A través de un comunicado escrito con letras recortadas de periódico en un papel que estaba en la boca de la cabeza de una animadora decapitada y que nos fue remitida a nuestra Redacción, las mentes criminales psicópatas de los EE UU quieren lamentar la muerte de "El guardián enrtre el centeno", ese libro inspirador.
Como primera medida, el portavoz de los asesinos en serie ha conducido a la Policía hasta una casa abandonada en el East Village donde los expertos forenses han hallado que alguien ha escrito con sangre en las paredes: “Sigue a la ingente naturaleza generadora en raíz; el summon; dátiles ingiero oscuras sensaciones”. Tras un análisis detallado, un autista adolescente que pasaba por la calle ha averiguado que se trataba de un acróstico… pero se lo ha callado.

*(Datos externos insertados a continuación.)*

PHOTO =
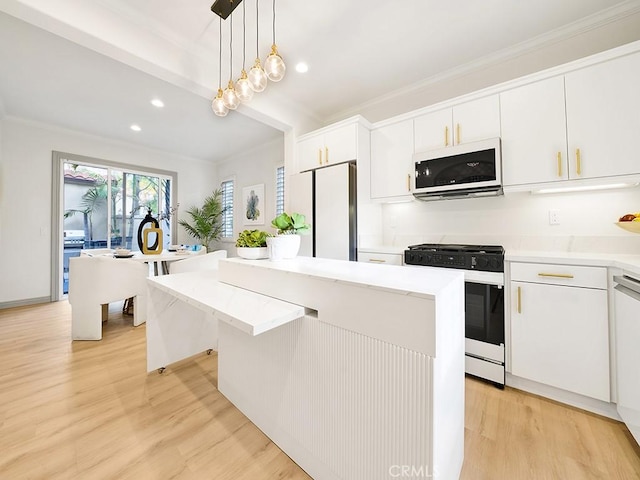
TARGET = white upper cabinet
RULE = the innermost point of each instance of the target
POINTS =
(328, 147)
(433, 130)
(603, 119)
(534, 141)
(467, 122)
(392, 161)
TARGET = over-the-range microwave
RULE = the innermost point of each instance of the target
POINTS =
(471, 169)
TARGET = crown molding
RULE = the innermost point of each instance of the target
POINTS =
(585, 25)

Gracias a las conexiones del acróstico, los detectives detuvieron a Jerome David Sengalir, un joven homosexual problemático que ya en el instituto tenía fama de “raro”, que tuvo una mala experiencia en el baile de graduación cuando intentó besar a tornillo a Shelly Martin-Hudgerson –la novia del capitán del equipo de fútbol americano del Instituto Ridell— y que jugaba muy bien al ajedrez. En el momento de su detención, Sengalir, que se paseaba con los menudillos de 34 de sus víctimas en los bolsillos de su chaleco de seda, advirtió que si él era así se lo debía a la lectura apasionada, y al menos en 134 ocasiones, de “El guardián entre el centeno”.

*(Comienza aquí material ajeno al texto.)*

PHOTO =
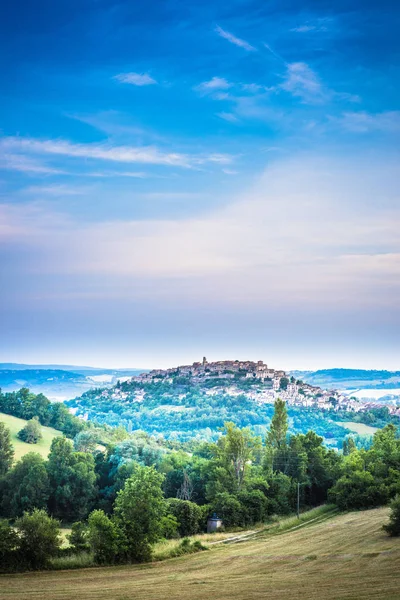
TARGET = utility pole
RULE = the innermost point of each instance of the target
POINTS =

Según manifestó el propio Sengalir antes de ser abatido por un agente del FBI, (un antiguo jefe del equipo de seguridad de Robert Kennedy y, como tal, con una espinita clavada): “Podréis exterminar mi alma, pero no podréis hacer nada cuando en el Día del Juicio no queden friskies, corone Kellogs, Rosebud”.
Con esas palabras, el niño autista y esquizofrénico paranoide fóbico social ha encontrado un patrón que se repite y han llamado a una estudiante de Ciencias del Comportamiento para que no sólo haya hombres en esta narración.
El resto de los asesinos en serie, según ha podido saber La Gallina Ilustrada, sección COPE, también tienen historias parecidas “debido a Salinger y a su perturbadora novela que retrata mejor que cualquier otra, hasta qué punto un adolescente está sumergido un mar de contradicciones y está como las maracas de Machín”.